Sem-terra completam um mês na prisão
DivulgaçãoSem acusação formalArlindo de Matos, Luiz Castorino, Aristides Lisboa, José Calixto, Valdecir Bordignon e (agachado) Lorival Lesse
Sem-terra completam um mês na prisão
Ministério Público e juíza têm opiniões diferentes sobre os lavradores presos durante desocupação de fazenda em Ortigueira
Dimitri do Valle
Os seis trabalhadores rurais sem-terra presos na desocupação da fazenda Santa Maria, em Ortigueira, completaram ontem um mês de prisão. O grupo está recolhido ao presídio Hildebrando de Souza, em Ponta Grossa. Oficialmente, até o momento, os sem-terra não foram acusados formalmente pelo Ministério Público. A promotora de Justiça em Ortigueira, Caroline Teixeira de Sá, pediu o arquivamento do processo ao argumentar que não encontrou motivos para a prisão dos seis agricultores. Sem acusação, eles teriam de ser soltos após dez dias de reclusão.
Mas a juíza Adriana Katsurayama não aceitou o pronunciamento do Ministério Público e remeteu o processo à Procuradoria Geral da Justiça, em Curitiba. O promotor Moacir Gonçalves Nogueira Neto, que assessora o Procurador Geral do Estado, Gilberto Giacóia, em matérias criminais, informou ontem que vai se pronunciar sobre o caso até a próxima terça-feira. Os seis sem-terra presos foram acusados pela Secretaria da Segurança de formação de quadrilha, resistência à prisão, porte ilegal de arma e esbulho (apropriação).

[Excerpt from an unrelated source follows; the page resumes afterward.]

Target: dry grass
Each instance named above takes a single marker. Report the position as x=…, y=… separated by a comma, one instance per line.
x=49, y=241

Segundo o promotor Moacir Gonçalves Nogueira Neto, são três as hipóteses que a Procuradoria poderá adotar. A primeira é Gilberto Giacóia não concordar com o pronunciamento da promotora Caroline Teixeira de Sá e designar outro representante do Ministério Público para oferecer a denúncia contra os sem-terra. A segunda tese é a ratificação do pedido de arquivamento do processo que a juíza Adriana Fernandes seria obrigada a acatar. A terceira, que é considerada a menos provável, pode ser a solicitação de novas investigações sobre os supostos crimes cometidos pelos sem-terra. Para o coordenador estadual do Movimento dos Trabalhadores Rurais Sem Terra (MST), Roberto Baggio, o posicionamento do Ministério Público em Ortigueira comprovou que as prisões feitas na desocupação da fazenda Santa Maria foram ilegais.
Baggio considera que as prisões de outras 35 lideranças, que permanecem encarceradas em Paranavaí, seguiram critérios meramente políticos por parte do governo do Estado. Mas a prisão dos seis líderes sem-terra em Ortigueira foi considerada a mais grave pelo MST. Alguns deles teriam sido submetidos a sessões de afogamento e obrigados por policiais militares a comer esterco. A Secretaria da Segurança nega a acusação. Os sem-terra presos em Ponta Grossa são: Valdecir Bordignon, José Pedro Calixto, Lorival Lesse, Aristides dos Santos Lisboa, Arlindo de Matos e Luiz Castorino.